Bien évidemment et heureusement d’ailleurs, il existe bel et bien des pipiers qui ne vous fournissent que des pipes au foyer vierge. Comme il n’est nullement mon intention dans cet article ni de louer certains individus, ni d’en attaquer d’autres, je ne me sens pas appelé à vous énumérer leurs noms. Je suppose d’ailleurs que vous les connaissez déjà, sinon que vous êtes en mesure de les découvrir sans mon assistance. Je leur tire mon chapeau, leur exprime ma gratitude et les pose en exemple. A côté de ces purs et durs, il existe toute une ribambelle de marques et pipiers que je qualifierais d’hybrides : ils proposent à la fois des pipes vierges et préculottées. Dans un rare élan de bonne volonté, je pourrais affirmer que cette pratique a pour but de ne déplaire à personne. Et il est vrai que certains pipiers haut de gamme proposent effectivement le choix à leurs clients. C’est parfait. Mais quand je pense à tous ces fabricants industriels ou aux marques artisanales qui ne préculottent que certaines pipes, ma nature sceptique prend le dessus sur ma bonne volonté. Je ne peux en effet m’empêcher de me demander pourquoi ces fabricants préculottent telle pipe et pas telle autre. Quand on voit un atelier proposer un assortiment de pipes de la même série et avec le même grade et qu’on constate que certaines sont enduites d’un préculottage, alors que la plupart de leurs petites sœurs sont vierges, quand on observe que les séries les plus coûteuses d’un fabricant industriel ne sont pas préculottées alors que les séries moins huppées le sont, faut-il vraiment être parano ou excessivement méfiant pour supposer que peut-être certains foyers craignent la lumière ? Est-ce tiré par les cheveux que de soupçonner que parfois un bowl coating sert de cache-misère ? Est-ce que vraiment toutes les pipes dont le foyer présente par exemple des fissures, des trous mastiqués ou des coulures de teinture finissent par se retrouver à la poubelle ? Franchement, ça m’étonnerait. Caveat emptor.

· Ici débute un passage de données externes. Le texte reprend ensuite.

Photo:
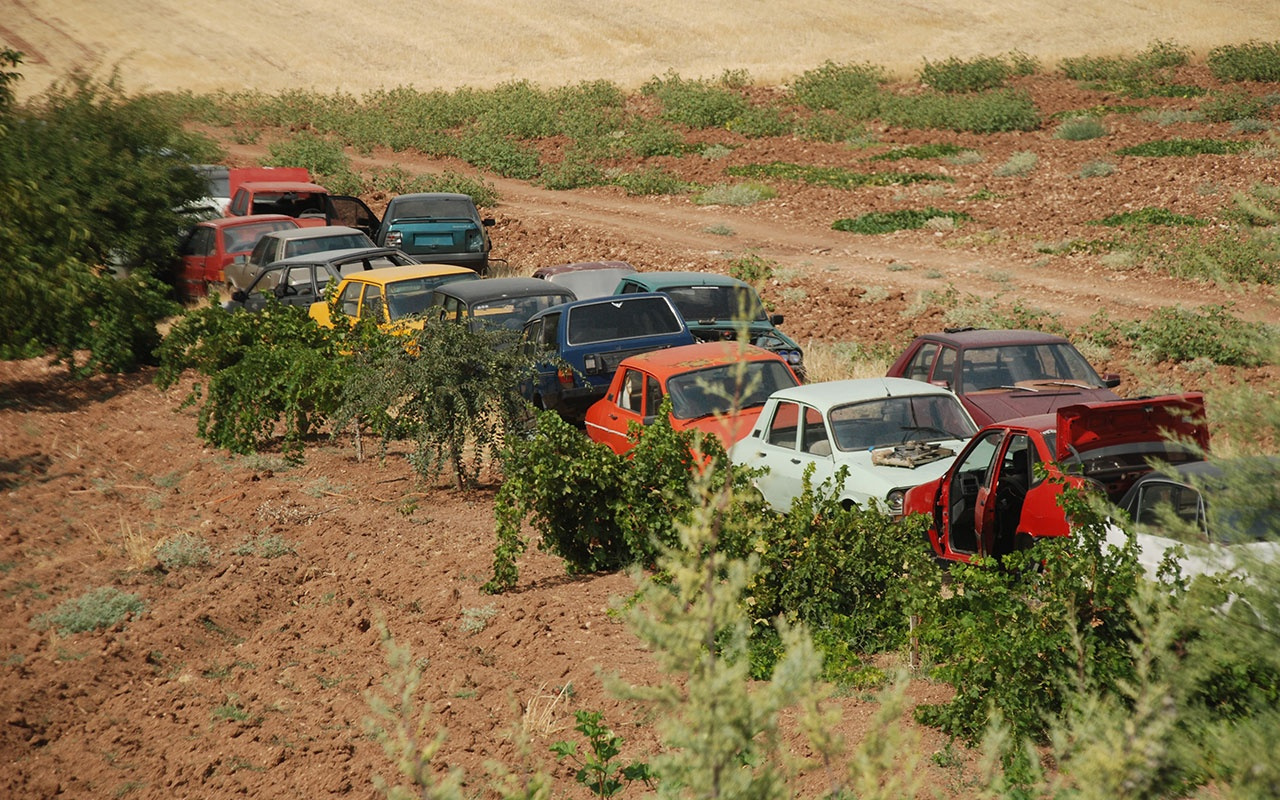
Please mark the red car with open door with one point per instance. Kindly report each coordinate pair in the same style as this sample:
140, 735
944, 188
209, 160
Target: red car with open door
992, 501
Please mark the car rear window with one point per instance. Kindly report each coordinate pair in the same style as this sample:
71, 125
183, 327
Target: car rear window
621, 319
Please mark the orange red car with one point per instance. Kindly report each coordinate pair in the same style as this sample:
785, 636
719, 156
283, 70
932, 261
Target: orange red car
716, 387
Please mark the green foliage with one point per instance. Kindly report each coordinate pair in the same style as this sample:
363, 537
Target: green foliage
1018, 164
835, 177
1173, 333
854, 576
1148, 215
836, 86
448, 389
80, 209
1252, 60
1184, 147
933, 150
1232, 104
183, 551
887, 222
1008, 635
599, 769
696, 104
95, 609
1080, 128
265, 371
736, 195
954, 74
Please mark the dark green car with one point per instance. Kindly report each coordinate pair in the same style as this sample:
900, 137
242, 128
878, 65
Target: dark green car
718, 307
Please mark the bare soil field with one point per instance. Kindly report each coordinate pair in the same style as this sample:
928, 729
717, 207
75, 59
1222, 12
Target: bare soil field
250, 677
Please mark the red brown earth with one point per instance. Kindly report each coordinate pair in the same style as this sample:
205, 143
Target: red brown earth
95, 474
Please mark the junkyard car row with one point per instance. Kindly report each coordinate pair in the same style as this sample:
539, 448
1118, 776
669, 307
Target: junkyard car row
981, 432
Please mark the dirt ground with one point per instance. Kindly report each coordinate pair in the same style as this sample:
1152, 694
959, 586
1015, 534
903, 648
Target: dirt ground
250, 677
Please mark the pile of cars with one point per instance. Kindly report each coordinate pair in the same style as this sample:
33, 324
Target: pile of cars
978, 430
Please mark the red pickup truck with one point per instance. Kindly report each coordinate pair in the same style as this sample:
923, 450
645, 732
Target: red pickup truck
992, 502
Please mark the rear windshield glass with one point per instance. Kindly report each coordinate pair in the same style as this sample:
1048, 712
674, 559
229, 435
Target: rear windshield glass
621, 319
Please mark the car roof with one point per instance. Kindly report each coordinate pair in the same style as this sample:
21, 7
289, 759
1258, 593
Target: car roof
318, 232
234, 222
688, 357
577, 266
332, 256
490, 288
992, 337
830, 393
662, 280
391, 274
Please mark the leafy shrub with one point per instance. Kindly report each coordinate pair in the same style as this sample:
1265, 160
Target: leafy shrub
448, 389
1148, 215
888, 222
1173, 333
1253, 60
835, 86
736, 195
1009, 631
1018, 164
1080, 128
1230, 105
956, 74
696, 104
1184, 147
95, 609
265, 371
183, 551
835, 177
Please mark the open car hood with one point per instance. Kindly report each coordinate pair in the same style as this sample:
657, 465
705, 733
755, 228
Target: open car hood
1089, 426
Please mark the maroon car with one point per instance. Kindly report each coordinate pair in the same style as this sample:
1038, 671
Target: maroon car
1005, 374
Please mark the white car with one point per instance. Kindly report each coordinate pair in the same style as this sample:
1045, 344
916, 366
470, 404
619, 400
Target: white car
1205, 548
891, 433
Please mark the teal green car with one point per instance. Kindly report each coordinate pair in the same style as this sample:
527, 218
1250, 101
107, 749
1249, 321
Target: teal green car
718, 307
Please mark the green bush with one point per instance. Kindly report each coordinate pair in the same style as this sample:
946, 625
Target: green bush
1080, 128
888, 222
92, 611
269, 374
1184, 147
977, 74
1253, 60
183, 551
1173, 333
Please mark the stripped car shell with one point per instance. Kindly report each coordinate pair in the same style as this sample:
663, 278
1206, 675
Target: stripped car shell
714, 387
890, 433
993, 499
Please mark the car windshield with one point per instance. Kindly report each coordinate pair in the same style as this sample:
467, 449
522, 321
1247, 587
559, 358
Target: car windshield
1010, 365
726, 388
512, 312
433, 208
717, 304
621, 319
412, 296
342, 241
897, 420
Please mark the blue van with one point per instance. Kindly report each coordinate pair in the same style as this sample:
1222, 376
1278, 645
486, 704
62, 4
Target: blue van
579, 346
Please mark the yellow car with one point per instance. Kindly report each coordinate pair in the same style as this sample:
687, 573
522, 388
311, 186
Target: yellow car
393, 296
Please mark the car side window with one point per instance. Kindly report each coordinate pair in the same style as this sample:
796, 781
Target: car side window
348, 302
922, 362
784, 428
945, 368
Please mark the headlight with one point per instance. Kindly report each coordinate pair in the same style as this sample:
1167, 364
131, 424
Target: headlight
895, 501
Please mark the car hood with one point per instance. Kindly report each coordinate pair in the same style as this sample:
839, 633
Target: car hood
1033, 400
1096, 425
872, 474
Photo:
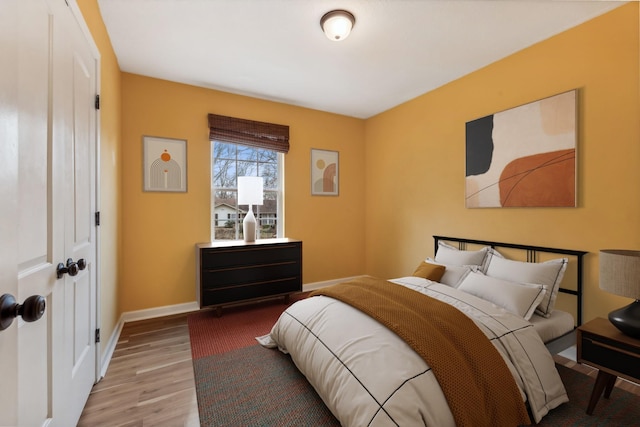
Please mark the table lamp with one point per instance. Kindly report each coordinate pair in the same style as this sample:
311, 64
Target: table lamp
249, 193
620, 275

Restent les inconditionnels du préculottage qui enduisent les foyers de leur production entière. Souvent des pipiers haut de gamme d’ailleurs. Ceux-là, je vous l’avoue d’emblée, m’exaspèrent. Quoique je me sois longuement entretenu avec plusieurs d’entre eux au sujet des bowl coatings, je continue à ne pas comprendre leurs façons et à juger leur argumentation faible et facile à réfuter. Mais avant d’aborder ces arguments, essayons d’abord de comprendre pourquoi ces jours-ci on voit tant de pipes haut de gamme préculottées. C’est fort simple : plutôt que d’être à l’écoute du client, les pipiers contemporains observent ce que font les collègues et imitent : si des stars scandinaves, allemandes ou américaines X, Y ou Z préculottent, pourquoi une vedette en herbe ferait-elle autrement ? D’ailleurs quand on lit les forums où de jeunes pipiers demandent conseil à leurs confrères établis, on se rend vite compte que plutôt de se poser des questions sur la nécessité de préculotter et sur le bien-fondé de ce procédé, tout ce petit monde est à la recherche du graal : la recette idéale.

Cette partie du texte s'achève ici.